Das Rapsjahr 2016 – ein kurzer Jahresrückblick

Ein kurzer Rückblick in das vergangene Rapsjahr.

Durchwachsene Rapserträge

 
Grafik 1 zeigt die durchschnittlichen Rapserträge 2016 im Vergleich zum Vorjahr. Auch wenn im Bundesschnitt „nur“ 4,5 dt/ha fehlen, gab es enorme regionale Unterschiede.

Im Norden und Osten wurden die schlechtesten Rapserträge seit vielen Jahren eingefahren. Hier haben Frost, Trockenheit, Kälte und Hitze besonders extrem zugeschlagen.

In der Mitte Deutschlands (siehe Sachsen-Anhalt, Thüringen) konnte hingegen sogar leicht mehr als im Vorjahr geerntet werden, da unter anderem im Frühjahr die Niederschläge zwar knapp, aber passend fielen.

Im Süden war die Rapsernte durchschnittlich bis gut. Bis Mitte Juni präsentierten sich hier die Bestände hervorragend, brachen dann aber durch Niederschläge, Lager und Krankheiten noch ein, so dass die immer noch guten Erträge oft als enttäuschend empfunden wurden.

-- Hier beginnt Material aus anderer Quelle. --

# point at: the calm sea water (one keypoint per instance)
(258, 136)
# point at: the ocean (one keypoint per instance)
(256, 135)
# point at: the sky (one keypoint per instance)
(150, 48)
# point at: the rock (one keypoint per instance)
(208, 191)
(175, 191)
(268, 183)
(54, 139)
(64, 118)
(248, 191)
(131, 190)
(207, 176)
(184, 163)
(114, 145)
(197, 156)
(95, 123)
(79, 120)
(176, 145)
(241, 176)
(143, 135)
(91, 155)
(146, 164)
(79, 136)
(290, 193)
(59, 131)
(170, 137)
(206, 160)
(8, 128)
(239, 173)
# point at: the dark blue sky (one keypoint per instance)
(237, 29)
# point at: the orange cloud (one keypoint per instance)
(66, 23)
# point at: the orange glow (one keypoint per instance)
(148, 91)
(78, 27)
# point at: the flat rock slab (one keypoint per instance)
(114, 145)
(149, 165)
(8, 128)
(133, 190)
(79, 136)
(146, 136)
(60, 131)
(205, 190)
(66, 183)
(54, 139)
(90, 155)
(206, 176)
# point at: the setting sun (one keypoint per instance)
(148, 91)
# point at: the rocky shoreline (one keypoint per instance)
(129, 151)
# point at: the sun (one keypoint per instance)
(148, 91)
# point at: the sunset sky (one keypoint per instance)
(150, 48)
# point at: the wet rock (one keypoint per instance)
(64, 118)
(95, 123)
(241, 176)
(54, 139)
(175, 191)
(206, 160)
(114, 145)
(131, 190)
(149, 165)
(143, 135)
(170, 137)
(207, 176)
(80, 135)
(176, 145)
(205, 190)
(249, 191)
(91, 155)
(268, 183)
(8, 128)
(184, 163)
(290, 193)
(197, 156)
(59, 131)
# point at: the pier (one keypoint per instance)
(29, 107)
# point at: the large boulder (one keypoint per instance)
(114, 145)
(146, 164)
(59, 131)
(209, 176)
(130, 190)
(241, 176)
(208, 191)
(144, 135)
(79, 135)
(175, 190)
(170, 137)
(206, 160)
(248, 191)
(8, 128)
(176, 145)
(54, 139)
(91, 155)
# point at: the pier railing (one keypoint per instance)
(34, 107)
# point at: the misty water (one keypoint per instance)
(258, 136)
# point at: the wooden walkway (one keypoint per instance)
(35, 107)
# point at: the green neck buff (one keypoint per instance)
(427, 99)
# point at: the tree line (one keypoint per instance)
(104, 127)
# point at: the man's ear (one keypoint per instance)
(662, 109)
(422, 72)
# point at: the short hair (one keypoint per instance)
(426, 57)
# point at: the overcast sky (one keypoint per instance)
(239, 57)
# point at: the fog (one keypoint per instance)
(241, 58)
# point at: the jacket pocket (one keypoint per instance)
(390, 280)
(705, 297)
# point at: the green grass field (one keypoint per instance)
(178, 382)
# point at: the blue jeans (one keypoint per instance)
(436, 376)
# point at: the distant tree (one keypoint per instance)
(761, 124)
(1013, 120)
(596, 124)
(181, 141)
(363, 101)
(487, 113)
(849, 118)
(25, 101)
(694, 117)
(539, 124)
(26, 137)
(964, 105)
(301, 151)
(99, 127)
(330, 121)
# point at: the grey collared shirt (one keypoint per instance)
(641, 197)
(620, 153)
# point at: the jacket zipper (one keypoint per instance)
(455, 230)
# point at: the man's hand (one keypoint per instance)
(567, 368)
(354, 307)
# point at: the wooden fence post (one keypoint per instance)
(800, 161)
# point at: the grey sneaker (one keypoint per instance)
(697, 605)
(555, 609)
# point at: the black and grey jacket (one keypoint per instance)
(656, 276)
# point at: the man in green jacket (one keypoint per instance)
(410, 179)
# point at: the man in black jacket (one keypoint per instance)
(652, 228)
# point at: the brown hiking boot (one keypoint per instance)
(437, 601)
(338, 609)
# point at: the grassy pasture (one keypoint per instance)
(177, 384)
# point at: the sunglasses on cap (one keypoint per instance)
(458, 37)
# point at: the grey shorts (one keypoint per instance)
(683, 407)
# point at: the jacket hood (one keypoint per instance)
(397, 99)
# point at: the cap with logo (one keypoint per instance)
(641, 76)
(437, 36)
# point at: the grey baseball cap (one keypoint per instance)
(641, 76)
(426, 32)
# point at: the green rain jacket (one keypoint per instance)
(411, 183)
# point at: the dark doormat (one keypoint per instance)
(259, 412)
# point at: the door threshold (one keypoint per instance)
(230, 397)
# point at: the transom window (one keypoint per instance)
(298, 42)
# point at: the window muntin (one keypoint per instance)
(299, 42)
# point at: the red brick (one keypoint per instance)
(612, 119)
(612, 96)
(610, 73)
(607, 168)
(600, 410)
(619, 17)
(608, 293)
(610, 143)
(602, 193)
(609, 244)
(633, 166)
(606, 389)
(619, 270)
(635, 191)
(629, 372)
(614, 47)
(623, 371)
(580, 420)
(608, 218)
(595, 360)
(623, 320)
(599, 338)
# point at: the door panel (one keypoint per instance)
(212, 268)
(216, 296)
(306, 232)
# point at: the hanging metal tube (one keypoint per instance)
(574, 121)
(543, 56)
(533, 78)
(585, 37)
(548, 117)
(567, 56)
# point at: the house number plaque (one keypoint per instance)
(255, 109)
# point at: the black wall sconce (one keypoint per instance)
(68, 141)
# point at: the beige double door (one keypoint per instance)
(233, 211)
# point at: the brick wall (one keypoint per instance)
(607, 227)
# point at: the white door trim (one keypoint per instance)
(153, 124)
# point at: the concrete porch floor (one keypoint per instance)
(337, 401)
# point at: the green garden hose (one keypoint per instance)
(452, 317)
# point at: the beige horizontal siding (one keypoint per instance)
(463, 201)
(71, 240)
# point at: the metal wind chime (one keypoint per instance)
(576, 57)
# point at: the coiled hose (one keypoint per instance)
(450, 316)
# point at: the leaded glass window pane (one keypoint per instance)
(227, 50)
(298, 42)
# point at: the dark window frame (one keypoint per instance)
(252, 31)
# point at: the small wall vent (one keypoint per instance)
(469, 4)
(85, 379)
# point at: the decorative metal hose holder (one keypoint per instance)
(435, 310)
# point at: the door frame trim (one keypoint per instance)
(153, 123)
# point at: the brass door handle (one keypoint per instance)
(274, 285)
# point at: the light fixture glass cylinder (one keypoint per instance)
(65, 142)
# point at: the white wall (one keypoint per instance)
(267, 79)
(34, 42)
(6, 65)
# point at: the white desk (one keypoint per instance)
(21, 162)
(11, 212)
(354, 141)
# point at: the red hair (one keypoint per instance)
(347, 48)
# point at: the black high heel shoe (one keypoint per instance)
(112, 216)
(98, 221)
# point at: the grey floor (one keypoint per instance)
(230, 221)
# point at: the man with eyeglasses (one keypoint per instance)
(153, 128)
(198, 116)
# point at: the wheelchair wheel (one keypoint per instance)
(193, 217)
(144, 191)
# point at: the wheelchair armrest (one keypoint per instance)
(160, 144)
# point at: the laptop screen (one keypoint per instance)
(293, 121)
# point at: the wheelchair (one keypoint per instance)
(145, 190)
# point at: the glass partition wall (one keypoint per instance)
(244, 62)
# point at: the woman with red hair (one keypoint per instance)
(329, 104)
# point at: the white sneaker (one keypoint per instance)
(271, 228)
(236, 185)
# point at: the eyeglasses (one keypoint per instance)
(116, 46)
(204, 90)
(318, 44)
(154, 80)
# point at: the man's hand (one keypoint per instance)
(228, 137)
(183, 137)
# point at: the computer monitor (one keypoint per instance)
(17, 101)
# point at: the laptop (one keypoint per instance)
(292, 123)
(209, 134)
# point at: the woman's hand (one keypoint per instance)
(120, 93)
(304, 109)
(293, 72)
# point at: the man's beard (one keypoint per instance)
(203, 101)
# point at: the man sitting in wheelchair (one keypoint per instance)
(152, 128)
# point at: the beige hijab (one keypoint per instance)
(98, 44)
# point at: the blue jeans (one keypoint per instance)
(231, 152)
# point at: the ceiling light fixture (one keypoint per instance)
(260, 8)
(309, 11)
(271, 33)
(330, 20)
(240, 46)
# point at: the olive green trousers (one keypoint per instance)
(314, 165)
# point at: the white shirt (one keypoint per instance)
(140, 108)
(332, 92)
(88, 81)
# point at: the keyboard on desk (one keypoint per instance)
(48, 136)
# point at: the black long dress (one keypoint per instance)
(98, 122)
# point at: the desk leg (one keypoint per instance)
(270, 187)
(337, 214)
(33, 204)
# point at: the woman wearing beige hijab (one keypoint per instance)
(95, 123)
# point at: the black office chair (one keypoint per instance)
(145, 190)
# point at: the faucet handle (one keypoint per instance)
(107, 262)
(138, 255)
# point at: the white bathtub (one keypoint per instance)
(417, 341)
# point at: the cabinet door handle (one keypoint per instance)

In allen Regionen war eine weite Spreizung der Erträge von gut bis sehr schlecht zu finden, selbst auf den Betrieben variierten die Erträge von Schlag zu Schlag deutlich stärker als in den Vorjahren.

Aussaat 2016 verbreitet von Trockenheit geprägt
Die Rapsaussaatfläche wurde leicht auf 1,36 Mio. ha ausgedehnt (Quelle: UFOP/Kleffmann Nov. 2016). Allerdings erschwerte Trockenheit in vielen Regionen die Aussaat und insbesondere den Feldaufgang. Erste Flächen wurden daher bereits im Herbst wieder umgebrochen, und in Abhängigkeit vom weiteren Witterungsverlauf werden im Frühjahr noch weitere Flächen folgen, so dass die Fläche zur Ernte 2017 vielleicht sogar unter die 2016er Erntefläche fällt.
Der aktuelle „Winterverlauf“ gestaltet sich bisher ruhig und durchschnittlich. Den kleinen Rapsen hätte ein längeres Wachstum gut getan, während die Masse der Rapse normal bis kräftig in die Vegetationsruhe gekommen ist. Es bleibt also auch im kommenden Jahr spannend.

 
Rapspreise profitieren vom kleineren Angebot
Nicht nur in Deutschland, auch in der EU fiel die Rapsernte 2016 kleiner aus als erwartet. Und auch die aktuellen Bestände zur Ernte 2017 sehen EU-weit nicht überall rosig aus. Am Weltmarkt für pflanzliche Öle generell und speziell am Rapsmarkt in Europa sind die Preise in 2016 deutlich angezogen. Aktuell sind im Dezember 2016 die höchsten Rapspreise seit 3 Jahren zu verzeichnen (s. Grafik)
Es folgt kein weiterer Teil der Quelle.